La regista pare mescolare Shakespeare e Romani (già sbagliando, per quanto detto sopra) quando sceglie l’ambientazione moderna: nel primo caso quella più calzante sarebbe uno scontro fra tifoserie o baby-gang. Restando invece fedeli a Romani-Bellini, allora il parallelo non potrebbe che basarsi su uno scenario politico. In entrambi i casi, non certo di criminalità organizzata: eh sì, perchè Guelfi e Ghibellini non erano cosche mafiose, ma partiti politici con precisi riferimenti alle due più alte istituzioni pubbliche del tempo, il Papato e il Sacro Romano Impero (o era mafioso anche un certo Dante?)

Altra idea portante della messinscena è la supposizione che l’uccisione del figlio di Capellio da parte di Romeo sia avvenuta quando i due erano in tenera età (diciamo 10-12 anni): la circostanza viene già mostrata durante l’esecuzione della Sinfonia, poi continuamente ricordata dalle apparizioni in scena di bambini. Com’è venuta in mente alla regista questa idea invero strampalata? Dall’interpretazione gratuita quanto assurda di una frase cantata da Capellio nella seconda scena: poiché fanciul partia vagò Romeo di terra in terra... E così, secondo la regista Romeo doveva avere 12 anni al massimo quando, dopo aver ammazzato durante giochi cruenti un coetaneo (delitto nemmeno perseguibile, per un minorenne di quell’età...) si auto-esiliò da Verona, vivendo per anni da latitante chissà dove? Roba da chiodi! Basta invece ascoltare ciò che canta lo stesso Romeo (finto ambasciatore ghibellino) nella scena successiva per riportare le cose nella giusta prospettiva: se Romeo t'uccise un figlio, in battaglia a lui diè morte... Chiaro abbastanza, no? Romeo (un ragazzo sì, ma pienamente in possesso delle sue facoltà, non un bambinello immaturo) uccise il fratello di Giulietta durante uno scontro armato in piena regola fra i due contrapposti gruppi paramilitari. Ma i registi, si sa, del testo che sono pagati per inscenare fanno ciò che più gli aggrada. (La Paoli viene dalla scuola di Michieletto, quello che si è inventato di sana pianta l’infanzia di Faust - La Damnation, Roma 2017 - e la vecchiaia di Elena e Malcom - La donna del lago, ROF 2016.)

Lorenzo: come detto, in Shakespeare è un frate autorevole, in Romani un medico; per la Paoli è un barista! Che evidentemente - dato l’ambiente in cui vive - traffica in droghe leggere e pesanti, così può rifornire Giulietta di sonnifero e Romeo di veleno (mah...) E non essendo lui un religioso, come si è detto, non può sposare i due amanti. Così la regista si inventa un auto-sposalizio dei due durante il duetto che chiude la prima parte.

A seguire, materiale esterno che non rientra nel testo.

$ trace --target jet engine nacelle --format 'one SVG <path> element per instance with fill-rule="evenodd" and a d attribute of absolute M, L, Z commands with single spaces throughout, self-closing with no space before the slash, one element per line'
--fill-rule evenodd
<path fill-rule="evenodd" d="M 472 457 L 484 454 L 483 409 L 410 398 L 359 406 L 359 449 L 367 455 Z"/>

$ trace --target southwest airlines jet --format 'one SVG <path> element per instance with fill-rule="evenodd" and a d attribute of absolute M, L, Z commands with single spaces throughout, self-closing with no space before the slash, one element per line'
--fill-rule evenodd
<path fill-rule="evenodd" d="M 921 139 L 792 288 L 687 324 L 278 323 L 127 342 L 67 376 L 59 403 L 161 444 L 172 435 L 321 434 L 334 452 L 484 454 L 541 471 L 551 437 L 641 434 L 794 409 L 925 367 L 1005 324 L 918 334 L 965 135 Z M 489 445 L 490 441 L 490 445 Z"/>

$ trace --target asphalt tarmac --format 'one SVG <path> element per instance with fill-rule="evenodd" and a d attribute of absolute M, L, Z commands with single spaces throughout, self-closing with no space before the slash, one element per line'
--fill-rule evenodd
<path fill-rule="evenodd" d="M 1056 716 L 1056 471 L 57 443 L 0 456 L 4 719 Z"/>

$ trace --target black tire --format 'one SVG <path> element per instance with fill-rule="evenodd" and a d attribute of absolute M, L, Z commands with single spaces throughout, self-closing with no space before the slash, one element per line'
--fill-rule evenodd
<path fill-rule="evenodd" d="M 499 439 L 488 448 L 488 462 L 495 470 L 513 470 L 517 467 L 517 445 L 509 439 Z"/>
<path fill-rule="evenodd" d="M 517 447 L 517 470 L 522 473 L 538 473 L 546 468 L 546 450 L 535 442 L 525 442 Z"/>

Altre piacevolezze indotte dall’ambientazione moderna riguardano le solite incongruenze spicciole fra testo e scena, delle quali mi limito a ricordare il confronto fra Romeo e Tebaldo nella terza parte, dove i due ingaggiano un duello impugnando comicamente due revolver, per poi deporli e proseguirlo con più plausibili serramanico... Ma la ciliegina sulla torta la mette Giulietta, sparandosi un colpo di pistola alla tempia sulla salma di Romeo (!)  

Insomma, il Konzept della regista è proprio sballato del tutto e (inutile dirlo) totalmente irrispettoso dell’originale, di cui snatura completamente il soggetto. Che poi lo spettacolo in sè e per sè sia di discreto livello non basta a cancellare il reato, nè ad estinguere la pena (quella che prova lo spettatore appena-appena... informato dei fatti, guardando ciò che avviene in scena nel mentre risuonano le parole di Romani e le note di Bellini).

Pubblico scarseggiante per quantità, ma anche per calore.